Longevica takes in $2.5M as it launches open research resources to examine life extension – TechCrunch


Life science company Longevica said Wednesday it is launching an open research tool so scientists and research institutions can access a data set that tracks the effects of more than 1,000 pharmacological compounds for testing drugs.

This is the latest effort from the biotechnology company, which is researching mechanisms of healthy aging and life extension. To do this, the company took in $2.5 million in funding led by Xploration Capital.

In April, Longevica announced the launch of a line of supplements based on its research. The company got its start more than 11 years ago and has now raised over $15.5 million in funding from investors, including Alexander Chikunov, a longevity investor, who is also president of the company.

When the company emerged from stealth, it was primarily focused on finding the best ways to leverage the results of its research as soon as possible and bringing some consumer-ready products to market, Longevica co-founder and CEO Ainar Abdrakhmanov told TechCrunch via email.

“We still move along this path, which includes screening and trials; however, through a series of deep interviews, we found that most scientists in the longevity space lack infrastructure, and we decided to share our internal engine to leverage more research through partnerships and by giving researchers a data platform for their work,” he added.

Living longer is an area that other companies are working in as well, for both humans and pets.

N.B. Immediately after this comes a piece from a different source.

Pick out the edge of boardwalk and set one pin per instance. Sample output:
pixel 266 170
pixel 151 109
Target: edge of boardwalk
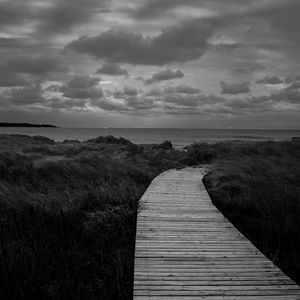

The global anti-aging drugs market was valued at nearly $8 billion in 2020 and is projected to double by 2027.

Meanwhile, Crunchbase News took a look at the status of longevity startups in July and found over 30 operating in the space that collectively raised billions of dollars. A more recent example is Loyal, which raised $27 million to examine longer lives in animals with a long-term vision of translating that into human longevity.

Longevica itself started fundraising when it came up with the idea of the end-to-end open research platform. The new funding will go toward supporting the platform’s development and integration of the company’s research data set.

The goal is to validate the pipeline of turning scientific research into consumer-ready products, Abdrakhmanov said.

“There’s a lot of hypotheses around ageing and lifespan, but there’s a clear bottleneck in actually testing those ideas to figure out who might be right,” he added. “Our platform should help the scientific community get a bit closer to the answers.”

Its original study, led by Chikunov and Longevica co-founder Dr. Alexey Ryazanov, tested 300 compounds and showed significant life extension properties. The company is close to publishing a peer-reviewed paper on that study. Abdrakhmanov called it “more of a moonshot project,” but also that this direction could bring results much sooner and be beneficial for the entire industry, something its investors were able to see, he added.

Armed with the new research capabilities, Longevica will now go deeper into testing those compounds with a new research study at Jackson Laboratory. In January, the company will also begin collecting applications from researchers interested in testing their drugs in a full-scale pharmacological screening experiment that will begin in June 2022.

“Also in January, we will start a public database including marked up data on most longevity-related experiments on mice, both public and some which haven’t been published yet,” Abdrakhmanov said. “The entire platform will be free and open source, even its program code will be publicly available on GitHub.”